I couldn’t put my finger on it at first, what it was or who it was she reminded me of. I knew I’d never actually met her before, at least not since I’d known myself as a seer and had learned how to directly access a seer’s photographic memory.

A man stood next to her, too.

After a few seconds, I found myself staring at him, as well.

He had blue eyes, like a really light, turquoise blue, that seemed to shine with their own inner glow. He was handsome, and his light brown hair was bleached almost full blond in the sun. The blond color alone was unusual enough on a seer that I couldn’t help but stare at him, and at his tanned features, that almost reminded me of Balidor’s, they were so human-like.

But his eyes betrayed him as seer, even more than his height. That, and the way he moved, even apart from the heavier stillness I could feel around his light.

He didn’t feel very young, either.

He might have been older than the woman or younger, but I still didn’t understand seer aging well enough to be able to guess either of their ages with any certainty.

Next to me, I felt another spark of reaction off of Revik’s light, a denser, more complicated one that time. I fought not to look at him, but felt an apology in that somewhere, too, what might have been guilt, strong enough that it felt tinged with fear...what might even have been panic. He reached for my hand then and I finally looked up at him, half-expecting to find him staring at Dalejem again. But he wasn’t.

Instead, he was staring at the woman standing in the middle of the group, the one with the green eyes and the long, straight, black hair.

Revik gripped my hand tightly in his, even as his mind opened to mine suddenly, blurting words, a string that came out so fast it was almost unintelligible.

Gods, Allie,
he sent, that panic rising in his light.
Allie...honey. I’m so sorry. I’m so fucking sorry I didn’t tell you. I couldn’t...I couldn’t tell you. She made me vow it. When you were fucking
born
they made me vow it...before I knew you at all. I’m so sorry, Allie. Please forgive me...

I stared up at him, my mouth curling into a frown, confused.

Sorry? What the hell was he sorry about? Tell me what?

My confusion only deepened as I sorted through his words, then followed his eyes back to where he was staring at the green-eyed woman again.

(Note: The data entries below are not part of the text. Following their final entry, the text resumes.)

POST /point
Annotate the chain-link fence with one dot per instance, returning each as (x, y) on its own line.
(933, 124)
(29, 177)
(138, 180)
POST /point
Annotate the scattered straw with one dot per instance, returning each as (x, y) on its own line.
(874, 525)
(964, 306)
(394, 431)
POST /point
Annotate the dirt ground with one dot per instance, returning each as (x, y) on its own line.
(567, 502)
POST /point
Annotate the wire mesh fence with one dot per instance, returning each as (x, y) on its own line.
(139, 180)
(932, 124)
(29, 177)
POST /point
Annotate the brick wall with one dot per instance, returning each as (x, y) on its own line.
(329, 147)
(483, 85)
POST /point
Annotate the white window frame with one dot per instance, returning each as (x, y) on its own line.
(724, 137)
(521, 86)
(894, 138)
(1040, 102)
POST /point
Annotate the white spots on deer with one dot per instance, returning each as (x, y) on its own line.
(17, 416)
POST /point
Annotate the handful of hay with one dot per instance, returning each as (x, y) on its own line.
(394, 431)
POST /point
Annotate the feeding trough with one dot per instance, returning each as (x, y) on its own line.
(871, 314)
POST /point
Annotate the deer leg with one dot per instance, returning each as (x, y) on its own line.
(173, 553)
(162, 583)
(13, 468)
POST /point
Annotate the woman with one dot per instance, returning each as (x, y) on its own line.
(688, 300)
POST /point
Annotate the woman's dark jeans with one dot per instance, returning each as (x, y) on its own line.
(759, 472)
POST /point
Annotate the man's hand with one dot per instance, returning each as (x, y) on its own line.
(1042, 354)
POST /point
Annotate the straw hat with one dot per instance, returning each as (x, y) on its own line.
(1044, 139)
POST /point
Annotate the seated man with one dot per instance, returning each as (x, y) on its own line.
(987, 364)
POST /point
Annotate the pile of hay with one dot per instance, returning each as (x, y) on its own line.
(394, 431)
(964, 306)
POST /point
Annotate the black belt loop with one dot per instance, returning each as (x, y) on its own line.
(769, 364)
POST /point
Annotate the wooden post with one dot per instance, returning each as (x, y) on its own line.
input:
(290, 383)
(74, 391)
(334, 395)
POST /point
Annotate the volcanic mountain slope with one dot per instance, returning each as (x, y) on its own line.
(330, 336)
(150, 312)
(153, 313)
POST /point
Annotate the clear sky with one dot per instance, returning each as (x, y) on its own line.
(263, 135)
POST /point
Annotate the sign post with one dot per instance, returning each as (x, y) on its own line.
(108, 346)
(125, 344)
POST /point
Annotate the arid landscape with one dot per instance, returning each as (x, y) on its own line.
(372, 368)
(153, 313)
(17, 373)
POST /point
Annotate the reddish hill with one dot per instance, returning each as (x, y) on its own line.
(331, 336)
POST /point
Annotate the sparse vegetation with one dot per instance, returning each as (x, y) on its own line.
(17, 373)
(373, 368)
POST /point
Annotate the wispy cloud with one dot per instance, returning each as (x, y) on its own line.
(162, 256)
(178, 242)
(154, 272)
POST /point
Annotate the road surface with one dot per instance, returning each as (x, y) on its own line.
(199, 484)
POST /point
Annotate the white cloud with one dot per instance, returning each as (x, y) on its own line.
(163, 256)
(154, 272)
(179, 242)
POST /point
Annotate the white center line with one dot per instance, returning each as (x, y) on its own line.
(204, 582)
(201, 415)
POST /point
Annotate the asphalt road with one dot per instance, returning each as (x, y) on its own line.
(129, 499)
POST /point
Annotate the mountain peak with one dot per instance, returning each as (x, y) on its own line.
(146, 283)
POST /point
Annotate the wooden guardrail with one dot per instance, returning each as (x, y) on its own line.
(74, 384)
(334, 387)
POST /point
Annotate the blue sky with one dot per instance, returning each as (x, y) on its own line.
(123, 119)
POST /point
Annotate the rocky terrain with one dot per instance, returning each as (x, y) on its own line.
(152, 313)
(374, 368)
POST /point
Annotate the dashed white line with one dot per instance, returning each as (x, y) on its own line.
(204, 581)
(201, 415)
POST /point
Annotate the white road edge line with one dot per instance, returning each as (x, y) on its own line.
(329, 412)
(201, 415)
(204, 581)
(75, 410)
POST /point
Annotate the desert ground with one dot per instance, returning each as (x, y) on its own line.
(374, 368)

That time, though, I paused on her face.

When I did, something clicked.

Once it had, I couldn’t unsee it, even as I found myself understanding suddenly why her narrow face looked so familiar.

She looked like me.

Replaying Revik’s words, I stared at her, then at the taller, blond-haired and blue-eyed seer who stood next to her, smiling at me. I realized then, that both of them looked like me, albeit in different ways. I saw myself in those faces...and even in their bodies, especially hers.

It hit me then, that both of them were looking at me, too.

As in, they were looking
only
at me, ignoring everyone else in our party, including Revik.

I also realized both of them had tears in their eyes.

Pain ripped through my light in that bare whisper of a half-second. Some part of me reacted before my brain had time to catch up, igniting a fire in some fucked-up, broken-down, shadowed, hidden crack in my heart that I hadn’t even known existed.

Then I did exactly what Lily had done, when she first recognized me.

I burst into tears.

17

MOTHERS AND DAUGHTERS

I’M NOT SURE how we ended up where we ended up.

I felt like I got led around in a daze, like people were talking to me but I couldn’t comprehend any of their words.

I don’t know if I blacked out, exactly...or even lost time.

When I could finally focus my brain again, though, I found myself sitting on a blanket on the grass. Other blankets were spread around me, also holding seers sitting cross-legged and kneeling, sharing drinks and even eating.

I heard them talking about the Displacement Lists.

I heard them talking about the seer we’d learned about in Macau, the one who was collecting seers and humans from those same Displacement Lists, and bringing them to Dubai.

The Displacement Lists that apparently my mother...as in my biological mother, who until now I hadn’t known existed...had put in a bank vault in New York for me to find.